Blogunuzdan okuduğum kadarıyla yazı diliniz çok akıcı. Herkes içeriği dolgun, nitelikli yazılar yazabilir fakat mizah yapamaz. Bu kadar komik ve ilgi çekici yazıları nasıl yazıyorsunuz?

Yazmaktan ziyade okumak benim için çok büyük bir tutkudur. Küçüklüğümde okuduğum Teksas Tommikslerin, çocuk romanlarının lezzetini hala unutamam. Annem hep “gözleri bozulacak bu çocuğun” diye endişe ederdi benim için. Evde, yatma zamanı geldiğinde ışıklar söndürülünce dışarıdan sızan ışıkla okumak için direttiğim olurdu, rahmetli annemi çok kızdırırdım. Bunun yanında tabi biliyorsunuz, ülkemizde belli bir yaşa kadar herkes şairdir. Şiir okumayan fakat şiir yazmayı seven bir toplumuz. Ben de bir şeyler yazardım ama hiçbir zaman edebiyatçı bir kimliğe bürünmek gibi bir niyetim olmadı. Yazıların içindeki mizaha gelince, ben ironi demeyi tercih ediyorum. Amacım mizah yapmak değil eleştirmek. Gelen tepkilerden eleştirdiğim konularda amacıma ulaştığımı, yani sorunlara dikkat çekmeyi başardığımı düşünüyorum. Tabii, sadece eleştirmiyorum, üniversitemizdeki iyi, güzel ve doğru olan fakat kimsenin farkında olmadığı uygulamalara da dikkat çekiyorum, yani hakkı teslim etmeye de gayret ediyorum.

Projelerinize gelelim.  Yine bloğunuzdan okuduğumuz kadarıyla muntazam bir kreş hayaliniz varmış. Nasıl olacak bu kreş, kampüs içi mi dışı mı?

Öncelikle şunu söyleyeyim: Anadolu Üniversitesi’nin kendisi başlı başına bir projedir. Demek istediğim, üniversitemizi etkin ve verimli bir şekilde işletmeyi başardığımızda zaten ortaya muazzam bir ürün çıkacaktır. Temel amacımız kurumumuzu sağlıklı bir şekilde çalışır hale getirmek olmalıdır. Bazı adayların projelerini görüyorum, proje olsun diye oturup uğraşılmış izlenimi veriyor. Kreş ihtiyacı ise hakikaten çok önemli ve gerekli. Kadınlarımız, Anadolu Üniversitesi öğretim elemanlarının yarısından fazlasını oluşturur ve onlar bizim kahramanlarımızdırlar. Süper anne, süper eş, süper kreş dedik bu yüzden. Eğri oturalım doğru konuşalım evle ilgili tüm yük annelerin üstünde.
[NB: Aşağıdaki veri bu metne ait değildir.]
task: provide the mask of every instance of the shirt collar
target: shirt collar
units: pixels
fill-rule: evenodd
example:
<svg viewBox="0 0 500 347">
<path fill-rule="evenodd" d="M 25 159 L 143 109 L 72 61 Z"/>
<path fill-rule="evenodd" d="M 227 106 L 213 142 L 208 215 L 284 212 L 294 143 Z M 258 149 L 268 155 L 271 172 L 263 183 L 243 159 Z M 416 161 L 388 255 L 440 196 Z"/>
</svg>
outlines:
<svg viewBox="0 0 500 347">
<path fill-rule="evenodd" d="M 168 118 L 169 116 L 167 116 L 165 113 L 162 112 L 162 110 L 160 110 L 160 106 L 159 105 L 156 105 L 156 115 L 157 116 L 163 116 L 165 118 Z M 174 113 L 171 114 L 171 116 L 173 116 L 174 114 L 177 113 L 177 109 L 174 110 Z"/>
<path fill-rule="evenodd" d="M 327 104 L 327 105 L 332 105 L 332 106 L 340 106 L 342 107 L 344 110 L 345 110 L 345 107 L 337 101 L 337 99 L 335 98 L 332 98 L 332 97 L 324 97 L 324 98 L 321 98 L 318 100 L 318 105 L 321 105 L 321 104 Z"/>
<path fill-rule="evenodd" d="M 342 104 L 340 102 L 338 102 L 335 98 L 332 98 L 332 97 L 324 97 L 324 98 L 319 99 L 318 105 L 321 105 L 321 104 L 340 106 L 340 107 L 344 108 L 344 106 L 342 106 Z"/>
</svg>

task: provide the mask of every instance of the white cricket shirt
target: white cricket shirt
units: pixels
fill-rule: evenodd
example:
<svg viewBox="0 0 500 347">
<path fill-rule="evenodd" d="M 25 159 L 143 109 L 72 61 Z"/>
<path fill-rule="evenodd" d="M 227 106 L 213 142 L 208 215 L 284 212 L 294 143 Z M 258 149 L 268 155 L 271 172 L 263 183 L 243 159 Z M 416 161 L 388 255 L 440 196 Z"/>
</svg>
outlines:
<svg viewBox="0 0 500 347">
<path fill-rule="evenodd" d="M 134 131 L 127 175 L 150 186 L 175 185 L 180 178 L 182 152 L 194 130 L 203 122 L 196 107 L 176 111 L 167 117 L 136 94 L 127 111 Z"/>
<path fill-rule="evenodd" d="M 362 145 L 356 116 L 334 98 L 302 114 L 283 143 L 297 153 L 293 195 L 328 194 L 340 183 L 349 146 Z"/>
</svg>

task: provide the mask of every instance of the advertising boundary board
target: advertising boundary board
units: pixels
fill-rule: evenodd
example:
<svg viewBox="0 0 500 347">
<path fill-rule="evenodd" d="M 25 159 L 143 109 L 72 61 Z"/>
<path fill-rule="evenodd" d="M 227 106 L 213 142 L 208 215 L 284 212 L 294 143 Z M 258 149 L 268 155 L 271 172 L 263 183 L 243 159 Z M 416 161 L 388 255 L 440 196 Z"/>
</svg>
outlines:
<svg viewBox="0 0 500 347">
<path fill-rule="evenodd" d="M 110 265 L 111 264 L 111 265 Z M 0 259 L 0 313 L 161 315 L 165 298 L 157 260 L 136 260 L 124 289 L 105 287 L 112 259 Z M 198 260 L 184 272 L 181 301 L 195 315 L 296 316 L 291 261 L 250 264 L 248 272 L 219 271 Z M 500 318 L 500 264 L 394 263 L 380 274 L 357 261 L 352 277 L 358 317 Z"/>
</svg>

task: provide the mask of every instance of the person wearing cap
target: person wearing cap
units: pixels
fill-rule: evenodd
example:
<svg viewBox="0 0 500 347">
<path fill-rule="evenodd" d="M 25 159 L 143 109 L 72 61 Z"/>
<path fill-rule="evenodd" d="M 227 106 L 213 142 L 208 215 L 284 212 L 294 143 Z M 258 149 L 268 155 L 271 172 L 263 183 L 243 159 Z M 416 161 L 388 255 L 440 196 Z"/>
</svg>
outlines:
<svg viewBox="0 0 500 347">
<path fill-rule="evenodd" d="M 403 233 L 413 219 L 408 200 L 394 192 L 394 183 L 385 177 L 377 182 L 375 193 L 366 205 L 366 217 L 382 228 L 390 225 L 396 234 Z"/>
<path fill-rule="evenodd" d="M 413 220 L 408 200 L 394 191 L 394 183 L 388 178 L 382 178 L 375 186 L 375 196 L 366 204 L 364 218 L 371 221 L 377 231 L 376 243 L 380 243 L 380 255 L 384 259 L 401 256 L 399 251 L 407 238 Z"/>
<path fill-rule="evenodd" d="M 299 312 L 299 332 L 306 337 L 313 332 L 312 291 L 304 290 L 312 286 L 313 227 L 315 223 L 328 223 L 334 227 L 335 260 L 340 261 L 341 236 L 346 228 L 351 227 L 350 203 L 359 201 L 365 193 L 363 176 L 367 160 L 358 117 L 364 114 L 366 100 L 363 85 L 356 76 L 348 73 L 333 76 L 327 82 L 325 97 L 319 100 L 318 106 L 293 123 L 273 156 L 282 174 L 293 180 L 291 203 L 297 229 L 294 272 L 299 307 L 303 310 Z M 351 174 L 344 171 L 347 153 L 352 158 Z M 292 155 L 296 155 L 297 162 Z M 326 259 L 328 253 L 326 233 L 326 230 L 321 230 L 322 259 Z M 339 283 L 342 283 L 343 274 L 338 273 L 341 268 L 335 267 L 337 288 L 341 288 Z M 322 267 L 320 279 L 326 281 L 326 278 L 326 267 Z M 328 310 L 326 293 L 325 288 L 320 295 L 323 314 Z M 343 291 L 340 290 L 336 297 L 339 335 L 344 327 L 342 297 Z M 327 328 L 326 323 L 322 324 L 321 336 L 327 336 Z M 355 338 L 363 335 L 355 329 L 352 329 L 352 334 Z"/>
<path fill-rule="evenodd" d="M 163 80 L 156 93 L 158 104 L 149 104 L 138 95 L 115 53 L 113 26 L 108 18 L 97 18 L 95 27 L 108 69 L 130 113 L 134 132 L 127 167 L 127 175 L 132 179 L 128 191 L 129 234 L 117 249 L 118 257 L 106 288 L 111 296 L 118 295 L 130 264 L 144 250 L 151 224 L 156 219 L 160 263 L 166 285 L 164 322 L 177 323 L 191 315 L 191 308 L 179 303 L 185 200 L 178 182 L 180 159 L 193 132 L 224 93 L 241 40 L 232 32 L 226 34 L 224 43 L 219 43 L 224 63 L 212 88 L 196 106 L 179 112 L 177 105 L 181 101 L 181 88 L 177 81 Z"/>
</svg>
Hem annelik görevleri var, hem akademik kariyer yapmaya çalışıyorlar ki sadece bu bile başlı başına büyük bir meseledir.

Genel olarak akademisyenler, mükemmeliyetçi insanlardır. Tüm görevlerini de mükemmel yapmak isterler. Hayat karşısında bu kadar çaba gösteren özverili insanlara bir kreşi fazla görmemek lazım. Duyuyorum, “kreşimiz güzel bizim” diyenlerimiz varmış, gidip bakarsanız, görebilirsiniz eski usul lojman gibi yapılmış bir binadır; Anadolu Üniversitesine hiç yakışmıyor. Çocuklar söz konusu olunca mimari tasarıma ayrı bir önem vermek gerekir. Disneyland benzeri binalar yapmak zorunda değiliz ama farklı bir mimari anlayış gerekiyor. Sonuç olarak, hocalarımızın aklı çocuklarında kalmamalı. Eğitim Fakültesi Okul Öncesi Öğretmenliği proğramı için de uygulama mekanı olacak bu kreş.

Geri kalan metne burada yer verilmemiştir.